The subconscious is associated with the element of water. Everything here is deep, fluid, and hard to pin down. It can be a bit scary to get started with this work if you tend to want to explain everything, but once you dive in you may find that you can swim better than you ever expected. In the meantime, here are a few tools that I find helpful for navigating the depths.
stream of consciousness journaling
We’ve done a little journaling already, but now I’m going to suggest something fairly specific. Write or type continuously for up to three pages, fifteen minutes, or 750 words. Start wherever you want. It doesn’t matter what you write about, and the writing isn’t supposed to be any good, though you might come up with some interesting ideas. Try to journal every day, especially since you’ll feel the least like writing on days when it might be the most useful. Get as fluid as you can with it, and just keep writing without taking any breaks. Experiment with writing things that don’t make any sense, and even things that you don’t think are true. See how it feels.
acknowledge uncomfortable thoughts and feelings
Some systems of magical thinking encourage you to avoid negativity at all costs. I couldn’t disagree with this approach more. I do think it’s a great idea to put energy and intention toward what you love most, but the problem with avoiding thoughts is that they get stuffed down into your subconscious, and your subconscious is incredibly powerful. In some ways, it’s more powerful than your conscious mind. So, pay attention to what’s going on in there. The free-writing is a powerful tool for this. Be careful not to avoid uncomfortable topics when they start to come up. In fact, when I notice that there’s something I would rather not write down, I try to go straight toward it. If you’re incredibly uncomfortable having a written record of those thoughts, you can always burn or erase it when you’re done.
pay attention to your dreams
Dreams are another great way to learn about what’s going on with you subconsciously. Practice writing them down first thing in the morning. Even if you don’t remember anything, write something down – how you slept, or what you woke up thinking about. If you’re getting enough sleep, you’ll probably start to remember more soon. When you write your dreams, include as much sensory detail as you can. How did you feel?
watch for synchronicity
Karl Jung coined the word synchronicity to refer to a coincidence that feels meaningful, for example if you have a powerful dream about a butterfly, and then the same type of butterfly lands on your arm while you meditate. It’s not always that dramatic, but you will start to notice strange coincidences, especially as you practice these other exercises. If a certain topic comes up again and again, or you suddenly get an opportunity to move in a new direction you’ve been considering, keep in mind that it could be an important message.
if you’re moved emotionally, move physically
If something meaningful happens in your life, don’t let that energy dissipate – act on it. If you’re moved by something you read, hear, see, dream, or notice synchronistically, put it into action right away. Try out the thing you read about. Get in touch with someone and start a conversation. Act out your dream, paint about your synchronicity, jump on the unexpected opportunity. It doesn’t matter so much what your response is, as long as you get in the habit of allowing the energy to move through you in some way.

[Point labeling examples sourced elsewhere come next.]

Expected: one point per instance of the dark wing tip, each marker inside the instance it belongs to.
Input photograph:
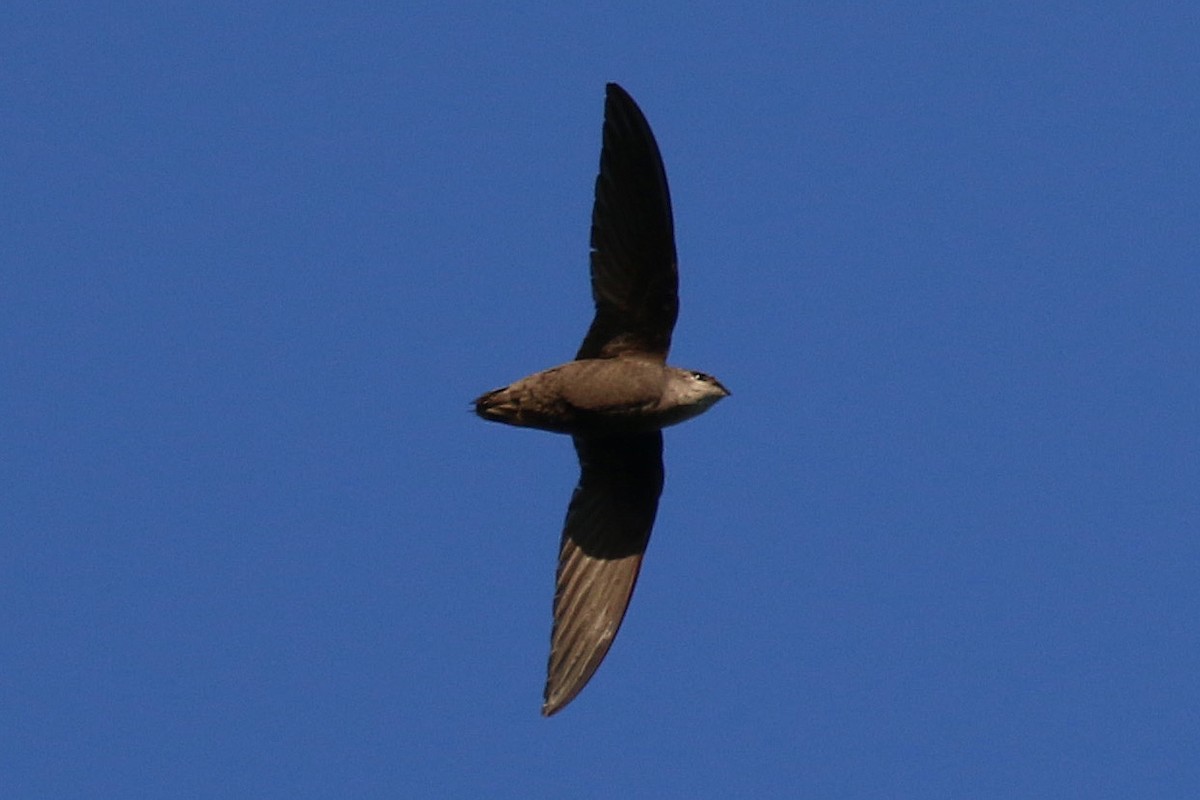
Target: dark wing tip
(607, 527)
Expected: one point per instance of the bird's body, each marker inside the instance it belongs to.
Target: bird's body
(603, 396)
(613, 400)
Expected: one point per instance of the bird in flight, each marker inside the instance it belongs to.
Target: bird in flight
(613, 400)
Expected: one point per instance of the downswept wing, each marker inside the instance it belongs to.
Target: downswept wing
(634, 274)
(604, 539)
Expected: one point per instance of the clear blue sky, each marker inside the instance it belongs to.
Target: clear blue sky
(941, 542)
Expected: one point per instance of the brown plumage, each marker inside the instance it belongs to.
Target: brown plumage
(613, 400)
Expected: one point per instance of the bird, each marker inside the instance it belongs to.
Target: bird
(613, 400)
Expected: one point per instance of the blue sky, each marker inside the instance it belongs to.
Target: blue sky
(941, 541)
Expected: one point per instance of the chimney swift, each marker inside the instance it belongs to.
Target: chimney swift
(613, 400)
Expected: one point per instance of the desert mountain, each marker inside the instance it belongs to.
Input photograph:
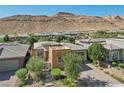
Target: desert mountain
(59, 22)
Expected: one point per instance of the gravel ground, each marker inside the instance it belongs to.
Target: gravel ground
(98, 75)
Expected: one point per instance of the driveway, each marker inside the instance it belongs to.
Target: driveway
(7, 79)
(97, 76)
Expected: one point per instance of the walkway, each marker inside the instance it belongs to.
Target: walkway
(98, 76)
(48, 78)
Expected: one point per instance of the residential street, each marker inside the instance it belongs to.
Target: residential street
(98, 76)
(7, 79)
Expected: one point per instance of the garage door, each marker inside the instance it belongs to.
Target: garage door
(8, 65)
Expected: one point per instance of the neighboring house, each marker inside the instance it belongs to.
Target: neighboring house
(52, 51)
(13, 56)
(114, 47)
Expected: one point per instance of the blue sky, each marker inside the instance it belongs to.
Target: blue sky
(96, 10)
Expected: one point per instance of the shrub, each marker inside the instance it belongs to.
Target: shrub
(114, 63)
(35, 65)
(106, 72)
(6, 38)
(22, 74)
(55, 73)
(117, 78)
(121, 65)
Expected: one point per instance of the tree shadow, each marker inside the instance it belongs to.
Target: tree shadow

experiment with process arts
Another interesting way to pay attention to the way this fluid energy moves through you is to practice process art. This could take almost any form, from improvisational music to painting, but the basic idea is to get absorbed in the creative process without any intention about the subject or results. Try not to worry about whether you like what you’re making or not – just feel into what sort of colors, movements, or sounds are inspiring you in each moment. Even doodling can be a form of process art, but try to be intentional about each mark rather than getting into an autopilot trance.
journey and talk to guides
There are some big ideas in this section. Whole books have been written on process arts and journeying, and some of them are definitely worth reading if you like that sort of thing! But speaking of trance, guided meditation to explore your own inner landscape and meet your personal spirit guides can be really informative and helpful. There are probably at least a thousand different ways to do this, but here’s a reasonable introductory video. It’s good to practice and also a good fallback for any future situation where you’re not sure how to proceed. Need some advice? You can get it from yourself any time.
play with creative ritual
You might have noticed that there hasn’t been much in the way of physical spell-casting in this series so far. Intention-setting is a type of spell on its own, but bringing it into the physical realm with action is definitely a powerful practice. Set aside certain times or places dedicated to creative magical work. For example, set up a meditation corner, or imagine a portable circle of energy around you as you get ready to start your ritual, or meet up with friends specifically for magical purposes. Enter these times and places with an understanding that the rules are different than they are in ordinary life.
A ritual can be as simple as lighting a candle to represent an intention, drawing a few tarot cards, charging a magical item to carry around with you, or creating an altar display to celebrate the season. Don’t be afraid to experiment, though. Use symbols that are important to you. Incorporate lots of sensory detail, like sounds, tastes and smells to engage your subconscious more fully. Leave the space with intention and gratitude when you’re done.